About|ATULASIMHA
Jayasimha Atulasimha

Dr. Jayasimha Atulasimha
Professor

Mechanical and Nuclear Engineering Department

College of Engineering


Jayasimha Atulasimha , PhD.

Jayasimha Atulasimha is an Engineering Foundation Professor of Mechanical and Nuclear Engineering with a courtesy/affiliate appointment in Electrical and Computer Engineering and Physics at the Virginia Commonwealth University. He received his B. Tech degree from the Indian Institute of Technology, Madras in 2001 and PhD from the University of Maryland, College Park in 2006. Spintronics, neuromorphic computing, hardware AI and quantum computing are his current research interests. Atulasimha has authored or coauthored over 90 journal publications, has coedited a book on nanomagnetic and spintronic devices for energy efficient computing, published 5 book chapters and has 4 patents. Some of this work has been highlighted in Nature and IOP Nanotechnology, and appeared in Chemical and Engineering. He has won several awards including most recently, VCU's National and International Recognition Award (NIRA) in 2023, Active Multifunctional Materials Outstanding Contribution Award presented by the Active and Multifunctional Materials Technical Committee of ASME in 2021 and the Engineer of the Year Award, Richmond Joint Engineering Council in 2021.

Atulasimha is a fellow of the ASME, an IEEE Senior Member and past chair for the Technical Committee on Spintronics, IEEE Nanotechnology Council. He also serves as the Associate Director for the Institute for Sustainable Energy and Environment (ISEE) at VCU. He is a Co-Chair of the Material and Devices working group for Semiconductor Industry Energy Efficiency Scaling (EES2), which is a US Department of Energy (DOE) roadmap effort to make computing devices energy efficient. In 2018 and 2021 he co-organized the 6th and 7th US Government Working Group meeting on Magnetic tunnel junctions (MTJs) respectively.

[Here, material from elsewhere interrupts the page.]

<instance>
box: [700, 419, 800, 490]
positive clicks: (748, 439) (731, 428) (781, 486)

Early in his academic career, he was one of the pioneers in the development of a new field “straintronics” that employs electric field induced strain to manipulate magnetic information in an energy efficient manner. Furthermore, his group's work on electric field control of magnetic skyrmions was published in Nature Electronics. He is working on demonstrating a prototype of an energy efficient non-volatile magnetic memory based on this work. Atulasimha's current research focus includes hardware AI and quantum computing. In hardware AI, the specific focus is on neuromorphic (brain-like) computing hardware that could enable embedded devices to learn from data in real-time while consuming very little power and hardware resources. Towards the goals of Convergence Lab Initiative (CLI) his group's research efforts will focus on edge AI for anomaly detection, information processing and developing prototypes of edge AI hardware on CMOS and CMOS+Spintronics platforms. Specifically, his group will explore various hardware AI paradigms and algorithms that enable state of the art testing accuracies while being extremely energy and hardware resource efficient both of which are severely constrained in edge devices.